Using mod rewrite and 301 redirects for dynamic pages

         

Mulith

2:08 pm on Apr 4, 2010 (gmt 0)

10+ Year Member



Hi all,

Seen a few similar threads but can't quite find one that matches my situation.

We currently use mod rewrite as follows:
RewriteCond %{REQUEST_URI} !Search_Results.php
RewriteRule ^([0-9]+)/([0-9]+)/([0-9]+)/([0-9]+)/([0-9]+)/([0-9]+)/?$ Search_Results_Mod.php?county_id=$1&price=$2&sector=$3&profit=$4&sub_sector=$5&revenue=$6 [L]

RewriteCond %{REQUEST_URI} !Search_Results_Mod.php
RewriteRule ^Browse/([^.]+)/Counties/([^.]+)/([^.]+)\.php$ Search_Results_Mod.php?pageno=$1&county_id=$2 [L]

RewriteCond %{REQUEST_URI} !Search_Results_Mod.php
RewriteRule ^Browse/([^.]+)/Regions/([^.]+)/([^.]+)\.php$ Search_Results_Mod.php?pageno=$1&regions=$2 [L]

RewriteCond %{REQUEST_URI} !Search_Results_Mod.php
RewriteRule ^Browse/([^.]+)/Sectors/([^.]+)/([^.]+)\.php$ Search_Results_Mod.php?pageno=$1&sector=$2 [L]

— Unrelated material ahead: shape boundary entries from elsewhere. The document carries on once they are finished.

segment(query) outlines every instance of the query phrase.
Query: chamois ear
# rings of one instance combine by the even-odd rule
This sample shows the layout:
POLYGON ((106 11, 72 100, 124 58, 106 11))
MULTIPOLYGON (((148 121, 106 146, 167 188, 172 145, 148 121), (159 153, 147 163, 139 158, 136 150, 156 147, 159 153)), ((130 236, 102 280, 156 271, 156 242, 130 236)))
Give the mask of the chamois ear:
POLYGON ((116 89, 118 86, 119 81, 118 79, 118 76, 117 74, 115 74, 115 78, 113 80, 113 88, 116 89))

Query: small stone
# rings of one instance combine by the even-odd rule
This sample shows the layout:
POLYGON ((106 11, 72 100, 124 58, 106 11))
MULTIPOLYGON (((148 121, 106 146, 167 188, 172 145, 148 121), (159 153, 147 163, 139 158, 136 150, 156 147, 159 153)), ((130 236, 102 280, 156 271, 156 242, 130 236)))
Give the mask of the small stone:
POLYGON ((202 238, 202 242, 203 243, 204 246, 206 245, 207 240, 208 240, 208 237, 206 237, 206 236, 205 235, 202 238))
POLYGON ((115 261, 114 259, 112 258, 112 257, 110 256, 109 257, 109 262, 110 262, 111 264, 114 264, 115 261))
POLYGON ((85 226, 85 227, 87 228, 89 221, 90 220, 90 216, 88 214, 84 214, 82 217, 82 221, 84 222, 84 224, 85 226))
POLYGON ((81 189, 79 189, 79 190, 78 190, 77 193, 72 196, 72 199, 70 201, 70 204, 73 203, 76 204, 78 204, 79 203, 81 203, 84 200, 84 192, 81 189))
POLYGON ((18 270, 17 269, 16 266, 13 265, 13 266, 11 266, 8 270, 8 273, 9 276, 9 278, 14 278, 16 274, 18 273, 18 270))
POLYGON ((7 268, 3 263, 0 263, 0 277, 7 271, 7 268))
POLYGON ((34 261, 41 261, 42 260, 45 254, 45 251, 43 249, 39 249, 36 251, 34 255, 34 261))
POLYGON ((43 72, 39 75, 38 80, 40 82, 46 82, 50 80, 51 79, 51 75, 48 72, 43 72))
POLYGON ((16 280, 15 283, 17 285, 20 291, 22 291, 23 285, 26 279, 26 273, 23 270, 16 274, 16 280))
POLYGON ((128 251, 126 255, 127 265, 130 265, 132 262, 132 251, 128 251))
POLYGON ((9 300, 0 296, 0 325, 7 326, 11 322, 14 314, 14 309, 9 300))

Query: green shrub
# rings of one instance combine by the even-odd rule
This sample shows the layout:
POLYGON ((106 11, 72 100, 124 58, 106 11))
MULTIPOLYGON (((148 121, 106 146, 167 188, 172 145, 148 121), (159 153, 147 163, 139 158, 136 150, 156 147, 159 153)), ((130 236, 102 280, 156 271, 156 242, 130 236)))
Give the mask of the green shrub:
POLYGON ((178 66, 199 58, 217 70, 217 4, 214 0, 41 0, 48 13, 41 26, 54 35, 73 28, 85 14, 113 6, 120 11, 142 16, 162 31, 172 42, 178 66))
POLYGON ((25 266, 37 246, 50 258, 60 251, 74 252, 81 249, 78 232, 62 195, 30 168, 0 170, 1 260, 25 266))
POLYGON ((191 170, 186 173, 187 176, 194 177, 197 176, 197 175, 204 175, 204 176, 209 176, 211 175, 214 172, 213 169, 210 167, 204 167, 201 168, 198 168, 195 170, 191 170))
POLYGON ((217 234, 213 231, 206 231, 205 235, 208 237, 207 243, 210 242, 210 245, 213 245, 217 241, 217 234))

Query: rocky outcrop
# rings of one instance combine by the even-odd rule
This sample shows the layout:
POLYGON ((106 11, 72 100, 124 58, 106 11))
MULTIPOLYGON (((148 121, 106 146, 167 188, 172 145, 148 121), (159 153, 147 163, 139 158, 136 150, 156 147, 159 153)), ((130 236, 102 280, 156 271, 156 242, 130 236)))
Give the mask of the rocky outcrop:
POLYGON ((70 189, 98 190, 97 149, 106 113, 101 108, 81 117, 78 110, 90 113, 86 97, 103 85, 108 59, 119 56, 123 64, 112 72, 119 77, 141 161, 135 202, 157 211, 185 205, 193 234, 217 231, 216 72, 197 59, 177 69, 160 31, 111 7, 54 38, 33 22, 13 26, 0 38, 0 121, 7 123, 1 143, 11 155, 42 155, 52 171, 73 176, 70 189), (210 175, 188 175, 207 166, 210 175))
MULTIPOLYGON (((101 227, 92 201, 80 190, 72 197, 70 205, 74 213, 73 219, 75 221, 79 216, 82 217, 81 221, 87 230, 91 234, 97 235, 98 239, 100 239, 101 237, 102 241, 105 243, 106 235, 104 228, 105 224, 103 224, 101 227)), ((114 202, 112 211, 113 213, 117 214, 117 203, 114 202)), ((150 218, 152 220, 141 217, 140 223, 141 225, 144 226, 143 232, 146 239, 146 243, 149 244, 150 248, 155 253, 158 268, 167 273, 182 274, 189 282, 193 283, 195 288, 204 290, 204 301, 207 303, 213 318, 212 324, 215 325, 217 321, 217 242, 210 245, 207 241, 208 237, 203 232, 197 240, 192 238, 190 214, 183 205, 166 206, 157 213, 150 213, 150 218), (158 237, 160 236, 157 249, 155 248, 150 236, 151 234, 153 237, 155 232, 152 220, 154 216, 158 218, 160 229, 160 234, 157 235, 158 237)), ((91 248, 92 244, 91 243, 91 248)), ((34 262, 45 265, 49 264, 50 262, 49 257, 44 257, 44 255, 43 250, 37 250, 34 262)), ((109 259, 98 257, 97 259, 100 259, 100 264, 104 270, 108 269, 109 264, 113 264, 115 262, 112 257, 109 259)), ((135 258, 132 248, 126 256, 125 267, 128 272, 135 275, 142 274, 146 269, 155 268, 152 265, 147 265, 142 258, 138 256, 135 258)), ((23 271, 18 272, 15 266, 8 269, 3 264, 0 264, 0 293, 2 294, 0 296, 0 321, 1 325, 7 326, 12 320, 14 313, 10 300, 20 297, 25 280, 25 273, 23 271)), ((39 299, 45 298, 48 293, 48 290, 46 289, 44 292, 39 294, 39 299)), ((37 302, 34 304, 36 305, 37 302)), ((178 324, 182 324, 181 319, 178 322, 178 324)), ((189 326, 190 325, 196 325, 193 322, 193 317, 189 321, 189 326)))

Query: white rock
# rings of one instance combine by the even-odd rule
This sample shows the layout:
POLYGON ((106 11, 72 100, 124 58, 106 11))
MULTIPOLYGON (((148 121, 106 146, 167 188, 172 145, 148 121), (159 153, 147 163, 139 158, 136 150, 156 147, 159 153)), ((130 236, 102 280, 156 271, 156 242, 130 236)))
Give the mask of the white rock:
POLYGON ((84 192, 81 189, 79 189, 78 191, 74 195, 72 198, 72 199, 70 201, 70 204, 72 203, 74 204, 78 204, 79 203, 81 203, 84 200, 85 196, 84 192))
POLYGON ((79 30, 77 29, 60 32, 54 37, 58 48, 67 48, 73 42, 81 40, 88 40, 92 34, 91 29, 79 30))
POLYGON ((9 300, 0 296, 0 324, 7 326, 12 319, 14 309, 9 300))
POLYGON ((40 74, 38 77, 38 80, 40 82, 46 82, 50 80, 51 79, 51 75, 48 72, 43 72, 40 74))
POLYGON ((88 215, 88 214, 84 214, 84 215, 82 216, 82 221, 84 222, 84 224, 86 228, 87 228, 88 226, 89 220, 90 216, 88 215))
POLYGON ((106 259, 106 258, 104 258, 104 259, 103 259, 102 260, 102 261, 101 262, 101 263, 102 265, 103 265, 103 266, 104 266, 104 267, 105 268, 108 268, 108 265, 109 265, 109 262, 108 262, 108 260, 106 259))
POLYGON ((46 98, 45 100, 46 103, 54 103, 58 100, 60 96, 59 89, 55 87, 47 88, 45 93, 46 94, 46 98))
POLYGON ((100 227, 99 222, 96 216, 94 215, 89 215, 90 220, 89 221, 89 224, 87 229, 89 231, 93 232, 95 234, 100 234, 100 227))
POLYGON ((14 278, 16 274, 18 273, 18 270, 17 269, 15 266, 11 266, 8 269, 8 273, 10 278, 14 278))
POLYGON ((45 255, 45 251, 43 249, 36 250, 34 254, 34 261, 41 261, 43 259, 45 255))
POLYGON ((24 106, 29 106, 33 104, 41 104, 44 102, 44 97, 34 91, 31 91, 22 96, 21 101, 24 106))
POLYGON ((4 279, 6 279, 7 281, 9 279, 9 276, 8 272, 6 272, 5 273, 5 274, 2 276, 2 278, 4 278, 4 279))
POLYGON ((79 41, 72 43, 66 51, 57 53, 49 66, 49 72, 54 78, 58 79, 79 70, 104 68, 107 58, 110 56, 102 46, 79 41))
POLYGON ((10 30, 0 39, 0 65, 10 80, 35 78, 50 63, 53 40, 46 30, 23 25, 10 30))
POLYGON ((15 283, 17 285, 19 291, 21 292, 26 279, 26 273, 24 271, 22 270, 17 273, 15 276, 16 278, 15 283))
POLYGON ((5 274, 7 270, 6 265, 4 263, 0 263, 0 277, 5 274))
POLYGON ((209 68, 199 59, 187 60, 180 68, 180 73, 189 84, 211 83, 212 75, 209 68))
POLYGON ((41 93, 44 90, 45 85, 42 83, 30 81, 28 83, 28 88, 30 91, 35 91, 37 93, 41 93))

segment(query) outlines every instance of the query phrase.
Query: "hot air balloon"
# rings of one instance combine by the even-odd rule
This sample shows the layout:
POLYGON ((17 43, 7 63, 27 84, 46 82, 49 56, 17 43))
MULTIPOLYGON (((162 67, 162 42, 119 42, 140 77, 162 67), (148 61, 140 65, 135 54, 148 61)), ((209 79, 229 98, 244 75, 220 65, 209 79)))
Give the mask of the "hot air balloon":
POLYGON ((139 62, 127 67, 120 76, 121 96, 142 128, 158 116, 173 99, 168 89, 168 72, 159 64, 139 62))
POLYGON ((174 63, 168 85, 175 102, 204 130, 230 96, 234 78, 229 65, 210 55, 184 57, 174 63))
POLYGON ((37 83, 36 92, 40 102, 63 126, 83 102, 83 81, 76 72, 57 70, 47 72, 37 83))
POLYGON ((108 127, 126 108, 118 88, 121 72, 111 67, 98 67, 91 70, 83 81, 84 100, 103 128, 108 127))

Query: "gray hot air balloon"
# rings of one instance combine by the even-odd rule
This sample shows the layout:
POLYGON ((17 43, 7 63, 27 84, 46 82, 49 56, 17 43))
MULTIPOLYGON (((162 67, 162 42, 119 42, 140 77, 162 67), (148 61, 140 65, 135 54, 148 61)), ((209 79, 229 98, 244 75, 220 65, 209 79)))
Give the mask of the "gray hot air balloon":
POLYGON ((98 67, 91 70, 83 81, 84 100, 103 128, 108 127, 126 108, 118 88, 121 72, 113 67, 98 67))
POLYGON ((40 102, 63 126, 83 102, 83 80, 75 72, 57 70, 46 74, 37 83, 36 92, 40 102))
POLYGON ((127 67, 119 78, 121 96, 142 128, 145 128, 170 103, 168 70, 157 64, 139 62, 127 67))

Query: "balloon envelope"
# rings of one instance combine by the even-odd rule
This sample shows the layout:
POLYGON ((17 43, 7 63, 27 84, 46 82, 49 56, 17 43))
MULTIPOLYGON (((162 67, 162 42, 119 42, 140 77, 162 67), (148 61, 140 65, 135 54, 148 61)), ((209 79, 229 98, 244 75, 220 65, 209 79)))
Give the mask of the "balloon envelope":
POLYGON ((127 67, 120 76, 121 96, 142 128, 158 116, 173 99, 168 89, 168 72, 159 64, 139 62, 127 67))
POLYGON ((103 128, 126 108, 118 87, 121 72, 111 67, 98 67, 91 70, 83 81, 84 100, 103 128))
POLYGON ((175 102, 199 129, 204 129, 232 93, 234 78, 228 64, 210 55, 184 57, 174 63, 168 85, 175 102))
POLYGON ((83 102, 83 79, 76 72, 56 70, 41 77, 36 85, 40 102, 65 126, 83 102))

RewriteCond %{REQUEST_URI} !Search_Results_Mod.php
RewriteRule ^Browse/([^.]+)/Sub_Sectors/([^.]+)/([^.]+)\.php$ Search_Results_Mod.php?pageno=$1&sub_sector=$2 [L]

RewriteCond %{REQUEST_URI} !Search_Results_Mod.php
RewriteRule ^Browse/([^.]+)/Categories/([^.]+)/([^.]+)\.php$ Search_Results_Mod_Cat.php?pageno=$1&Choice0Value=$2&count=1 [L]

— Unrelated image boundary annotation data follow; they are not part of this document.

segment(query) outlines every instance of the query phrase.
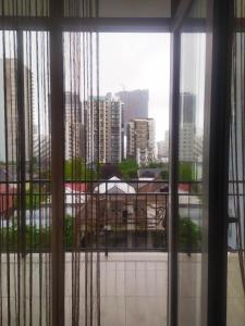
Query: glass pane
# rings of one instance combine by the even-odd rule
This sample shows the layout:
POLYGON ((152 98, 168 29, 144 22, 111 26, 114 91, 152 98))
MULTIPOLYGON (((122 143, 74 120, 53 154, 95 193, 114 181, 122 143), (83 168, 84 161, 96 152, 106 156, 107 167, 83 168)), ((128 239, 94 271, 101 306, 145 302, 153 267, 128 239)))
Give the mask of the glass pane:
POLYGON ((0 16, 48 16, 49 0, 0 0, 0 16))
POLYGON ((63 49, 65 325, 167 325, 170 36, 65 33, 63 49))
MULTIPOLYGON (((235 16, 245 17, 245 1, 235 1, 235 16)), ((242 22, 238 22, 238 28, 242 22)), ((234 30, 232 65, 232 118, 229 160, 229 230, 228 230, 228 326, 245 324, 244 258, 244 101, 245 34, 234 30)))
POLYGON ((206 35, 181 34, 179 323, 200 325, 206 35))
POLYGON ((0 32, 0 296, 4 325, 51 325, 48 53, 48 33, 0 32))
POLYGON ((96 12, 96 0, 65 0, 65 16, 99 17, 170 17, 170 0, 100 0, 96 12))

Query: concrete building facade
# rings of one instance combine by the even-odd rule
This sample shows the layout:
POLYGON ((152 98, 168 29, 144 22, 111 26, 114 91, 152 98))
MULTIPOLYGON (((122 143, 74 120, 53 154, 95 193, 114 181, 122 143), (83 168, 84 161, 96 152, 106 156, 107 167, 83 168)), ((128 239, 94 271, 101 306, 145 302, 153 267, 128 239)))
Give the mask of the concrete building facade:
POLYGON ((79 96, 64 93, 65 160, 84 155, 83 113, 79 96))
POLYGON ((154 118, 134 118, 128 122, 126 155, 143 166, 155 161, 154 118))
POLYGON ((122 108, 110 93, 85 102, 86 156, 88 162, 122 161, 122 108))
MULTIPOLYGON (((30 138, 29 131, 34 123, 33 109, 33 80, 32 73, 27 66, 23 66, 24 74, 24 131, 25 131, 25 161, 29 161, 30 138)), ((20 115, 17 102, 17 60, 4 59, 0 62, 0 115, 1 115, 1 139, 0 161, 17 161, 17 148, 20 146, 20 115), (3 75, 4 80, 3 82, 3 75), (4 92, 5 89, 5 92, 4 92), (5 122, 7 120, 7 122, 5 122), (7 131, 7 139, 5 139, 7 131)))

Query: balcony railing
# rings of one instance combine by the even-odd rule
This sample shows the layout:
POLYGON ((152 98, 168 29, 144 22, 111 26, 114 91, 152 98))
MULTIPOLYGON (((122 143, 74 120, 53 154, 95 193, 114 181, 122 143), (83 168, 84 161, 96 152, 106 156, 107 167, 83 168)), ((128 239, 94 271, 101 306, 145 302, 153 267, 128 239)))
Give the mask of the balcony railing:
MULTIPOLYGON (((1 250, 14 252, 24 242, 25 252, 50 251, 50 183, 26 183, 22 209, 17 186, 0 193, 1 250)), ((168 183, 72 180, 64 190, 66 251, 168 251, 168 183)), ((201 184, 180 183, 179 190, 180 250, 199 251, 201 184)))

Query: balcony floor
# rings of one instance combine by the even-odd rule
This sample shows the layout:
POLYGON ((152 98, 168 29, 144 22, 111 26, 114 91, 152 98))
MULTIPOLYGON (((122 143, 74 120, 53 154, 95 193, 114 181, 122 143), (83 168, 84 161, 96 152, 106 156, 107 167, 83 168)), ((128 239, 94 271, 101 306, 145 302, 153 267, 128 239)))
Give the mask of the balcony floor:
MULTIPOLYGON (((22 281, 20 294, 21 319, 29 321, 29 259, 20 264, 22 281), (24 293, 25 267, 25 293, 24 293), (25 300, 23 300, 26 298, 25 300), (24 306, 26 314, 24 317, 24 306)), ((47 325, 50 298, 48 254, 33 254, 33 325, 47 325), (41 259, 41 260, 40 260, 41 259), (41 269, 39 266, 41 265, 41 269), (40 273, 42 271, 42 273, 40 273), (42 278, 40 278, 42 275, 42 278), (40 284, 41 279, 41 284, 40 284), (40 289, 42 301, 40 302, 40 289)), ((85 325, 85 255, 79 254, 79 325, 85 325)), ((74 264, 74 261, 73 261, 74 264)), ((74 266, 74 265, 73 265, 74 266)), ((180 325, 199 325, 200 312, 200 254, 188 258, 181 254, 180 266, 180 325)), ((96 254, 93 259, 94 285, 96 285, 96 254)), ((1 311, 3 325, 8 325, 7 255, 1 255, 1 311)), ((16 325, 17 261, 10 254, 10 305, 11 325, 16 325)), ((65 325, 72 325, 72 254, 65 254, 65 325)), ((245 299, 238 272, 236 254, 229 254, 228 272, 228 325, 244 326, 245 299)), ((94 287, 94 291, 96 288, 94 287)), ((94 292, 95 294, 95 292, 94 292)), ((100 254, 100 315, 105 326, 162 326, 167 325, 168 254, 167 253, 109 253, 100 254)), ((72 303, 73 302, 73 303, 72 303)), ((96 298, 94 298, 96 318, 96 298)), ((95 319, 94 319, 95 321, 95 319)), ((21 323, 25 325, 25 323, 21 323)), ((94 324, 96 325, 96 324, 94 324)))

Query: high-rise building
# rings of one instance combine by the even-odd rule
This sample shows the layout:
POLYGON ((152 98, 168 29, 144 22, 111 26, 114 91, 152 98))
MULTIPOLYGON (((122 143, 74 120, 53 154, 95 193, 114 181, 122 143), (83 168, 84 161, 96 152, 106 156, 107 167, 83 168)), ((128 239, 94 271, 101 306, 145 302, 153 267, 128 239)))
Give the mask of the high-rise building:
POLYGON ((73 92, 64 93, 65 160, 84 155, 82 102, 73 92))
POLYGON ((196 97, 193 93, 181 93, 181 125, 180 125, 180 161, 195 161, 196 135, 196 97))
MULTIPOLYGON (((34 123, 34 108, 32 99, 33 80, 32 73, 27 66, 23 66, 24 74, 24 128, 21 128, 20 113, 19 113, 19 95, 17 95, 17 60, 4 59, 0 61, 0 161, 16 162, 17 148, 20 146, 20 130, 25 133, 25 161, 29 161, 30 138, 29 129, 34 123), (3 86, 4 75, 4 86, 3 86), (5 89, 5 92, 4 92, 5 89), (5 123, 7 120, 7 123, 5 123), (7 137, 5 139, 5 131, 7 137)), ((23 146, 23 145, 22 145, 23 146)))
POLYGON ((158 148, 158 159, 168 160, 169 159, 169 130, 166 131, 164 140, 157 142, 158 148))
POLYGON ((123 102, 123 125, 133 118, 148 117, 149 91, 148 89, 123 90, 115 93, 123 102))
POLYGON ((110 93, 85 102, 86 156, 88 162, 122 160, 122 102, 110 93))
POLYGON ((147 165, 155 161, 155 121, 134 118, 127 124, 126 156, 147 165))

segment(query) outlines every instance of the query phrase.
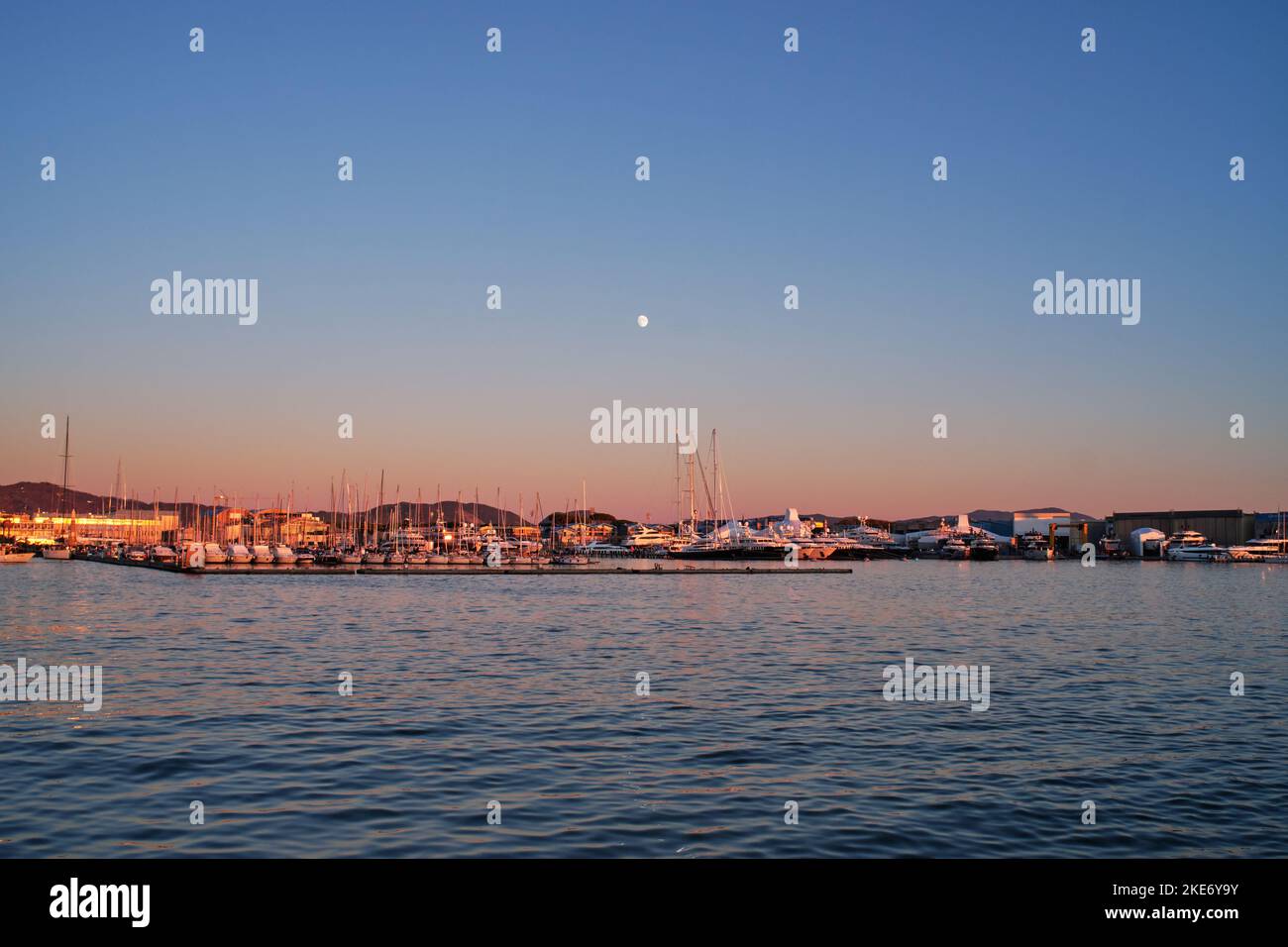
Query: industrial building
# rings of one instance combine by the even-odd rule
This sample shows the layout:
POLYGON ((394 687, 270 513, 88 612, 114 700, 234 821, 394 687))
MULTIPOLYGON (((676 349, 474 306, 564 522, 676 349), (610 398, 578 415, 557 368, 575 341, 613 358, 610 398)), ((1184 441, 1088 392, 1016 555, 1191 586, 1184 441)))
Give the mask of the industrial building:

RewriteCond %{REQUEST_URI} !Search_Results_Mod.php
RewriteRule ^Browse/([^.]+)/County/([^.]+)/Category/([^.]+)/([^.]+)\.php$ Search_Results_Mod.php?pageno=$1&county_id=$2&Choice0Value=$3&count=1 [L]

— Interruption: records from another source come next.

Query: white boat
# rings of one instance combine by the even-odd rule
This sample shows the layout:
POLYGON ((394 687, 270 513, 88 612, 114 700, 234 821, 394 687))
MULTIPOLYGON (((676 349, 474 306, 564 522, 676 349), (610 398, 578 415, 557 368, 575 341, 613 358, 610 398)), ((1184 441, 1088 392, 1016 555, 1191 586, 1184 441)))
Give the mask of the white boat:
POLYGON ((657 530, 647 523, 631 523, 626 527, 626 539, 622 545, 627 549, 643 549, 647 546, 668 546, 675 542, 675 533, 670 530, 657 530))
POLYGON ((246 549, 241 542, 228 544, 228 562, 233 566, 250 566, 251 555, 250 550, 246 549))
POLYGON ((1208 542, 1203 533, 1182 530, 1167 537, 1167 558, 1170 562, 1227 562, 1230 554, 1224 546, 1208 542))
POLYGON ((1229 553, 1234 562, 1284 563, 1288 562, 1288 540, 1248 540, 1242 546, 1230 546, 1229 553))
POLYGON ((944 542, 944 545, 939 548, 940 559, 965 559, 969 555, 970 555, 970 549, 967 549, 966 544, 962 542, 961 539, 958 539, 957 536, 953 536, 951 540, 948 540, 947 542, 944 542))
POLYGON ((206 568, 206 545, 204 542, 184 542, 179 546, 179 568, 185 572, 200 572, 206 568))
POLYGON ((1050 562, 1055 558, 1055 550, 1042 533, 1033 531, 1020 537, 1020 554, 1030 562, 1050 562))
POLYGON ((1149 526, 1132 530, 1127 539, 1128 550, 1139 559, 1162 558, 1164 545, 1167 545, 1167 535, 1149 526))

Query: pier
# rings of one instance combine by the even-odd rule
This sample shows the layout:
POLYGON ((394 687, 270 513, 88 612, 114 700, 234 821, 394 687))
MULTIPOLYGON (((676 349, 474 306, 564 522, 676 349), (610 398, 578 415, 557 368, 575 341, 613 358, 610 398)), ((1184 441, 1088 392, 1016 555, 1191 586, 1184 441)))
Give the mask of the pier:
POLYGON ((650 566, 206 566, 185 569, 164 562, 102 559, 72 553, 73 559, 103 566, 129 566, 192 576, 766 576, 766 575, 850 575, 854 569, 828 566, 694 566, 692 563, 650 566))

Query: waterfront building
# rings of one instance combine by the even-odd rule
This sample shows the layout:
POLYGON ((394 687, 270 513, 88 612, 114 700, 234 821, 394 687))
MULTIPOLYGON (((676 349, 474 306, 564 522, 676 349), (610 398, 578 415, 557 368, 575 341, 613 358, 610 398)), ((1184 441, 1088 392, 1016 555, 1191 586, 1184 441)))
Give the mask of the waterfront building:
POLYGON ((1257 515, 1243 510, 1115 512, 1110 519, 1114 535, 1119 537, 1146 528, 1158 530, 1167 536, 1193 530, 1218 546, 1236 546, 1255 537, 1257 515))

As you've probably already figured out this creates static pages from a dynamic page, so for example:
/Browse/1/Categories/5-4-2/Bed_and_Breakfasts_for_Sale.php is constructed using elements from our database like "/1/" which refers to the first page of results and "/5-4-2/" which stands for sector 5, sub sector 4 within the sector and category 2 within that sub sector. For reference purposes our fifth sector is Leisure and the fourth sub sector within Leisure is "Hotels and Holiday Accomodation".

You'll also see that another rewrite rule exists above that adds in "/County/*/" when referring to a geographical location in the UK.

Now that you have an idea of how our site works here is what we are hoping to achieve:

We want to simplify the URL to something like "/buy/Bed_and_Breakfasts_For_Sale.php"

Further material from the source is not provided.